香苗が緩慢に視線を上げると、缶ジュースを両手に持った蒼鬼が逆光に照らされていた。
「蒼鬼か……」
「隣、いいかい?」
「どうぞ」
普段なら追い払っていただろうが、今の香苗にはその程度の気力も残っていなかった。
「それじゃ、お邪魔して」
軽い口振りで蒼鬼が香苗の隣に腰を下ろす。密着してくるかと思ったが、意外に蒼鬼は香苗と逆方向のベンチの端に座っていた。手渡されたジュースは何故かお汁粉ジュースだった。別に嫌いなわけではないから問題は無かった。
蒼鬼は何も言わずに微笑んでいた。普段は無駄に饒舌だというのに。
香苗は五分くらい掛けてお汁粉ジュースを飲み干してから、おもむろに口を開いた。
「どうして、こんな所に居る?」
「平和公園は俺の仕事のテリトリーだからね、居てもおかしくはないんじゃないかな」
「詭弁はいい」
「悠ちゃんにね、頼まれたんだよ。香苗ちゃんがいきなり走ってったから捜してほしいってさ。せっかくの携帯電話なんだから友達からの着信には出てあげなよ」
「……よく見つけられたな」
「俺を誰だと思ってる? 広島が誇る情報屋の九条蒼鬼。見知らぬ誰かならいざ知らず、香苗ちゃんくらい目立つ女の子の居場所を見つけるのなんてお茶の子さいさいだよ。最近はSNSも流通してるから余計に捜しやすくなったね」
「……そうか」
それだけ呟いてから香苗は押し黙る。
一体何を言えというのだろう、こんな年上の色男に。
香苗は蒼鬼を嫌いではない。軽薄な男だと考えてはいるが決して嫌ってはいない。ただ恐かった。蒼鬼は香苗よりずっと年上で、ずっと大柄で、連ほどではないにしろ声だって太かった。蒼鬼の気が向けば、香苗など簡単に組み敷かれてしまう。香苗はそれを理解している。香苗が普段気軽に蒼鬼を殴れるのは、単に蒼鬼がそれを許してくれているというだけの話だ。
蒼鬼がお汁粉ジュースに口を付ける。
香苗とは異なり三十秒ほどで飲み干してから、蒼鬼は唐突に話を切り出した。
「うさぎちゃんの事、そんなにショックだったかい」
香苗は息を呑んだ。何故蒼鬼がそこまで知っているのか理解できなかった。いかに情報屋とは言え、そこまで的確に他人の感情を推し量れるものなのだろうかとさえ思った。しかし、すぐに思い直した。どうしてそれに思い当たらなかったのかと後悔した。

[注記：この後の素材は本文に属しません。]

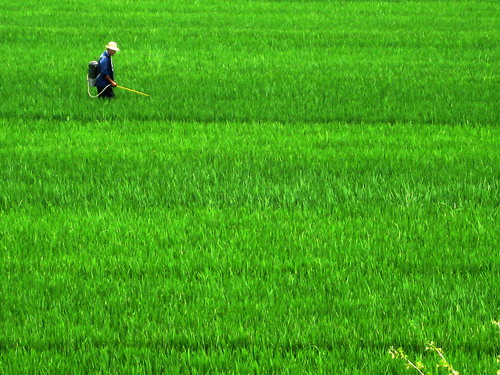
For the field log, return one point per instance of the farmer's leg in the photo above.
(105, 92)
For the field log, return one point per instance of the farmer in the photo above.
(106, 76)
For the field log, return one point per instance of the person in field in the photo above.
(106, 73)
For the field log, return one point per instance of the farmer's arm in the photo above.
(111, 82)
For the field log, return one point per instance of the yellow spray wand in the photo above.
(137, 92)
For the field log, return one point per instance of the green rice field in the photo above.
(308, 184)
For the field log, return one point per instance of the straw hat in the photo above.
(113, 46)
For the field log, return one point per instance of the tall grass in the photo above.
(371, 62)
(309, 184)
(236, 247)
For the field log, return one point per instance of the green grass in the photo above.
(309, 184)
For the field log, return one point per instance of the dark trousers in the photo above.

そうだ。香苗にうさぎの仕事を紹介したのは誰だっただろう。
他ならぬ蒼鬼だ。あの時は裕に依頼するつもりで家の前で待っていたと言っていたが、もしもそうでなかったとしたら? 最初からうさぎの依頼を回すつもりで香苗達の帰りを待っていたのだとしたら?
「蒼鬼……」
途端、香苗の鼓動が強くなっていく。
見知ったはずの蒼鬼の軽薄な笑顔が得体の知れぬ何かに変わっていく。
何を考えているんだ、蒼鬼は? あたしをどうしたいんだ? どうするつもりなんだ?
分からない。分からないが、香苗が不意に全身に感じたのは凌辱の危機だった。
女が絶望する姿を見て悦に入る男が存在するのは知っている。蒼鬼がそんな男であるという確証は無い。けれど駄目だった。一瞬その可能性に思い至ってしまった香苗は、どうしてもその考えを振り払う事ができなくなってしまう。蒼鬼に拘束されて強姦される自分の姿を想像しかできなくなってしまう。

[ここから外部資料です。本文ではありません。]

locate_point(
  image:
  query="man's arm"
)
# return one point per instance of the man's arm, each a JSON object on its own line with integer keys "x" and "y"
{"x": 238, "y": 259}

仕方が無かった。蒼鬼は大柄な男で、香苗は弱々しい小娘に過ぎないのだから。
思わず駆け出しそうになった。香苗はまたも逃げ出しそうになった。
逃げる事しかできない。弱い、弱々し過ぎる香苗は。
だが、いつまでも逃げていられるはずもない。
香苗の行動を予期していたのか、蒼鬼が咄嗟に香苗の右手首を掴んでしまっていた。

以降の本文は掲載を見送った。